Historically, grill buyers were told to look for a grill that produces around 100 BTUs per square inch. BTUs—standing for British Thermal Units—is a traditional way of measuring thermal output of a heating appliance. Technically, one BTU is the amount of energy required to heat one pound of water by one degree Fahrenheit. Today, however, this rule is passé, as salespeople now advise you to factor in how hot the grill actually gets, rather than how much fuel it burns. So do BTUs even matter anymore?
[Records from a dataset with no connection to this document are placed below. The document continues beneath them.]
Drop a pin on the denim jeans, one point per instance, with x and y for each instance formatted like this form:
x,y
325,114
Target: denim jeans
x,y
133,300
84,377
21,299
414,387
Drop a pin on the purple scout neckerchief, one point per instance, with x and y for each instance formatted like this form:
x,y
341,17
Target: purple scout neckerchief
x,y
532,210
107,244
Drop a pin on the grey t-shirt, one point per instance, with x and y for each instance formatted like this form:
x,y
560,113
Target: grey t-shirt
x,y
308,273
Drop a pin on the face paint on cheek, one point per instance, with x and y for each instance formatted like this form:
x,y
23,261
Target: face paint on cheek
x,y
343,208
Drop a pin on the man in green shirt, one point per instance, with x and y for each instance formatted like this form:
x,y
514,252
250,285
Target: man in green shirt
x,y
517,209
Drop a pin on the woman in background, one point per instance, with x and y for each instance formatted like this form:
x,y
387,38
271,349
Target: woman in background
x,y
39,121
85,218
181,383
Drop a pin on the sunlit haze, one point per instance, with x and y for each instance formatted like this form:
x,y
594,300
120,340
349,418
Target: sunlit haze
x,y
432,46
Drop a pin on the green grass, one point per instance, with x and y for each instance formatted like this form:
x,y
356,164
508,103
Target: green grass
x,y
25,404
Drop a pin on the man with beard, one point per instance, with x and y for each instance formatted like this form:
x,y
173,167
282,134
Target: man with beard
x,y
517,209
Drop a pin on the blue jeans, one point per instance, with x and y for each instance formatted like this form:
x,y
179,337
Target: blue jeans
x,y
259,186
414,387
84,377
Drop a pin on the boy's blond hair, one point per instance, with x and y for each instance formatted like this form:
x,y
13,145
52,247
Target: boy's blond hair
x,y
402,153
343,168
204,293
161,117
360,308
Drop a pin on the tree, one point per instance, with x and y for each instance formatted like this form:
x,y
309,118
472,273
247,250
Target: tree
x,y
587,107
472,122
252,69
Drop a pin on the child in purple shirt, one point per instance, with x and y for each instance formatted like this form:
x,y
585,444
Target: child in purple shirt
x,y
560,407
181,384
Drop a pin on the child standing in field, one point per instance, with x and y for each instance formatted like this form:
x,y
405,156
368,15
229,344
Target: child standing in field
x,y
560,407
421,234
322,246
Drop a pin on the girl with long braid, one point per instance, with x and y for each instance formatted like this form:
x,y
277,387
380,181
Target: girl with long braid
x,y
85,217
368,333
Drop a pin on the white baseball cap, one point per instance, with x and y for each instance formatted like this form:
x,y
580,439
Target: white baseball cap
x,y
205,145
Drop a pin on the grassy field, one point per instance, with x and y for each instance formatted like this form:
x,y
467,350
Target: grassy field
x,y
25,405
BTU Ratings Can Be Deceptive
A BTU rating on a grill specifies the maximum output of the primary or main burners (the burners that reside underneath the cooking grate). This rating does not include the BTU output of any side burners, or rotisserie or smoker burners. Still, some manufacturers lump all the figures together, tricking you into thinking a grill is much more powerful than it really is. Some brands also try to overstate the BTUs-per-square-inch, by combining the total measurements of all of the cooking services (including the accessory burners). This fools you into thinking the grill is actually bigger than it is.
More Important Factors
When shopping for grills, it is important to note the sturdiness of the components and the overall size of the grill. These factors can often compensate for a lower BTU rating. Good-quality, sturdy grills with heavy metal parts—especially the cooking grates—may have lower BTU ratings than cheap grills, since they are better able to trap and hold the heat produced. A good grill also will have small vents to allow a controlled amount of air flow through the cooking chamber, allowing it to heat up quickly and maintain a high temperature. Cheaper grills may well have a higher BTU rating, but because they do not heat up as fast or hold heat as well, their ability to cook a steak (for example) may be inferior.
The Infrared Exception
Infrared grills are different. While the burners of a standard gas grill heat the cooking chamber by convection, an infrared grill converts the heat of its burners to radiant energy by limiting airflow. This allows the chamber to heat up fast and maintain a high temperature, making this type of grill one of the most efficient on the market (hence the lower BTU-per-square-inch rating). That said, fast and hot doesn't always mean better tasting. So, before you try this trendy option, sample meat that's been grilled by infrared burners and see if it suits your expectations.
Choosing the Right Grill
Today's grills are more efficient than older models and typically don't need the high BTU output that was once common. When buying a standard gas grill, look at how the lid fits the body. If it fits snugly and the grill's components are heavy, a grill with 80 to 100 BTUs-per-square-inch will heat up quickly and maintain cooking heat. The same rules apply for an infrared grill, but the BTUs should be more in the 60 to 80 BTU range. Of course, BTU ratings will vary greatly, but if you stick to these specifications you won't be disappointed.
Avoid BTU Extremes
Beware. A grill with a very high BTU-per-square-inch rating is probably hiding inferior design and construction. The lid might be thin, the grates lightweight, and the vents poorly designed. Or, the specifications may be calculated in a deceptive manner. These gas grills, engineered to cut costs, should be avoided. And if a grill advertises a BTU range lower than the recommended ranges above, chances are it will be slow to preheat and will have a slower recovery time (the time it takes for a grill to heat back up after opening and closing the lid). If you stay in the 80- to 100-BTU-per-square-inch range for a standard grill, or 60- to 80-BTU-per-square-inch for an infrared grill, you will likely be satisfied.